ORLANDO, Florida — The Mennonite Church USA voted Thursday to sell its holdings in companies they say are profiting from business in territories occupied by Israel, the latest American Christian group to do so.
The decision was made at a national Mennonite convention in Orlando, Florida. Although the economic impact is expected to be minimal, such votes are closely watched as a measure of views on Israel and the Palestinians from within the US, the Jewish state’s closest and most important ally.
The resolution directs managers of the $3 billion Everence church fund to regularly screen holdings to avoid any economic support for Israeli policies in the occupied territories.
Mennonites had rejected a divestment proposal at their last national meeting two years ago amid fears that the resolution would be considered anti-Jewish. The statement adopted Thursday condemns anti-Semitism, encourages stronger ties between church members and Jews, and endorses a review of how Mennonites responded to the Holocaust. The Mennonite Church has just over 75,000 members.
A spokesman for the Israeli embassy in Washington did not immediately respond to a request for comment on Thursday.
On Sunday, another Christian group, the United Church of Christ, overwhelmingly approved a resolution condemning Israel for its treatment of Palestinian children living in the West Bank, East Jerusalem and Gaza.
The UCC, which has nearly 1 million members, voted two years ago to divest from companies profiting from Israel’s control of the West Bank.
The American Jewish Committee denounced the resolution, calling it “deeply disappointing.”
“The latest UCC resolution does nothing to advance the possibility of peace. Rather, by continuing to demonize Israel, UCC supports those who oppose peace,” Rabbi Noam Marans, AJC’s director of interreligious and intergroup relations, said in a statement Monday.

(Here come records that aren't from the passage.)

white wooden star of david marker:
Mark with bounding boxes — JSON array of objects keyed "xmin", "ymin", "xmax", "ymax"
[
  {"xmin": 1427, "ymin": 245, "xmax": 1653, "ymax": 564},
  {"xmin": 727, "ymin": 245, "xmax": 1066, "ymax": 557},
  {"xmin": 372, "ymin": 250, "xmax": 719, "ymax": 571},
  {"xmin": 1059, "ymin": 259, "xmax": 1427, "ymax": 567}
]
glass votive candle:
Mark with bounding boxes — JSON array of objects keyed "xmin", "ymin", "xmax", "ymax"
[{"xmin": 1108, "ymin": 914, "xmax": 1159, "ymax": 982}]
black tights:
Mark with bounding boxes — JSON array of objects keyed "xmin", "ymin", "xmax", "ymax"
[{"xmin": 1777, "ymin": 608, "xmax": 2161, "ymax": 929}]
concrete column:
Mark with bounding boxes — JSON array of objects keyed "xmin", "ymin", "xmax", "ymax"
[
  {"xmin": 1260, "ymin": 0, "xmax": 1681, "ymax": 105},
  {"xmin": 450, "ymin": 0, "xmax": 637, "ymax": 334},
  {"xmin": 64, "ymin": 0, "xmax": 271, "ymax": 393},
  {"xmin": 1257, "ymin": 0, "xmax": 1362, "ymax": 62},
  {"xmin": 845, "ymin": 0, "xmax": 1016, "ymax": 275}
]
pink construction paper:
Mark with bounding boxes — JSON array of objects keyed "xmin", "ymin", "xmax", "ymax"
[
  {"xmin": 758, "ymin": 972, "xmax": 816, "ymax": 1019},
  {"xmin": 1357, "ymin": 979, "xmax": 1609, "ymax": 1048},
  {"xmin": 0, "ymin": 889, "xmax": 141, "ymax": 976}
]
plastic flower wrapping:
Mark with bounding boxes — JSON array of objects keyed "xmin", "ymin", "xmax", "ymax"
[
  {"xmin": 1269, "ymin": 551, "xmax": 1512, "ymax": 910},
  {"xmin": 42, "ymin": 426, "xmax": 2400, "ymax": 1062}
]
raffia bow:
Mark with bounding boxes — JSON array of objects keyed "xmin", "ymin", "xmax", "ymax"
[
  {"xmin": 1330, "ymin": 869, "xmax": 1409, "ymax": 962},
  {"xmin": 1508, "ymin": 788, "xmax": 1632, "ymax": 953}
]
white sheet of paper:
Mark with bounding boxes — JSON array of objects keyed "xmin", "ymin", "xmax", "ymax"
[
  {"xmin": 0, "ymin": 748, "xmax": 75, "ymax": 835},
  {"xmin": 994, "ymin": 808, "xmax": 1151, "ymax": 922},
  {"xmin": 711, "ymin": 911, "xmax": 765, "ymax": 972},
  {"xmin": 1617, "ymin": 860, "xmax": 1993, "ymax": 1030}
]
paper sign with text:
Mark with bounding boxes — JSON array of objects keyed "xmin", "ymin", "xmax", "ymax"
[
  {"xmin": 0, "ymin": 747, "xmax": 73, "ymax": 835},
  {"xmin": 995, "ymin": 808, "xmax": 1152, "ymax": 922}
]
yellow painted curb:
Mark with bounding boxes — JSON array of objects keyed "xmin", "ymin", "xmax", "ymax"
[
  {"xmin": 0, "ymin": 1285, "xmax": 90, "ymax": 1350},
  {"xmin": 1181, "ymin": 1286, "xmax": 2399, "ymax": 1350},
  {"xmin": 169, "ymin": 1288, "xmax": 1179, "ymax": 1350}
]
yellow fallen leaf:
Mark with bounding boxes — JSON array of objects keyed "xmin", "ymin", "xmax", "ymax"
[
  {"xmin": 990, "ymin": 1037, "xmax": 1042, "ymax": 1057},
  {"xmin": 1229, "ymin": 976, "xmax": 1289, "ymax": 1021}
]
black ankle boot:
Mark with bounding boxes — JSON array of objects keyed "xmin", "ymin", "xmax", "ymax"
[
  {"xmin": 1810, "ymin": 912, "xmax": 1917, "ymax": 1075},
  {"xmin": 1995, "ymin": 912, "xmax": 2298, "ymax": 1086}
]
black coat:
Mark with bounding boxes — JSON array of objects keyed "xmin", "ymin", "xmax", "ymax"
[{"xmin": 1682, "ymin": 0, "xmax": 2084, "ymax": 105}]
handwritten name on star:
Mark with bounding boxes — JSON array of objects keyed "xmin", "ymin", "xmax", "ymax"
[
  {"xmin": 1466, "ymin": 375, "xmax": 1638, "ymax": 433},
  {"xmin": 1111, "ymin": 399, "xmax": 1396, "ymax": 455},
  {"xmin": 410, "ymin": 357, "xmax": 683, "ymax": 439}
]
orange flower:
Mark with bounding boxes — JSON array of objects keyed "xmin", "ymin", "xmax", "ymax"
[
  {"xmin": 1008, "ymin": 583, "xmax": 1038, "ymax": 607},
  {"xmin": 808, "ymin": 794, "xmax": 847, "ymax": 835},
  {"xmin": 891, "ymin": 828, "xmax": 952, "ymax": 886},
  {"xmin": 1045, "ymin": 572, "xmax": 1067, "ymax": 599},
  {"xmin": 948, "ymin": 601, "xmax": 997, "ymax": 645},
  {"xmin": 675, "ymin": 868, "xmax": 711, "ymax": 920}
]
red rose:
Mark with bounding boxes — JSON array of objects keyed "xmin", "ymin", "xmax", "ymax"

In previous years, the Presbyterian Church (USA) approved divestment measures. The Episcopal Church rejected a similar proposal at a national meeting two years ago, as did the 12.8 million-member United Methodist Church, the largest mainline Protestant group in the country, at a conference last year. However, the Methodist pension board has barred investment in five Israeli banks, citing human rights concerns, and this week announced a new social values investment fund that will bar profits from the use of fossil fuels and evaluate holdings according to concerns expressed by church policy making bodies about Mideast peace, including Israeli treatment of Palestinians.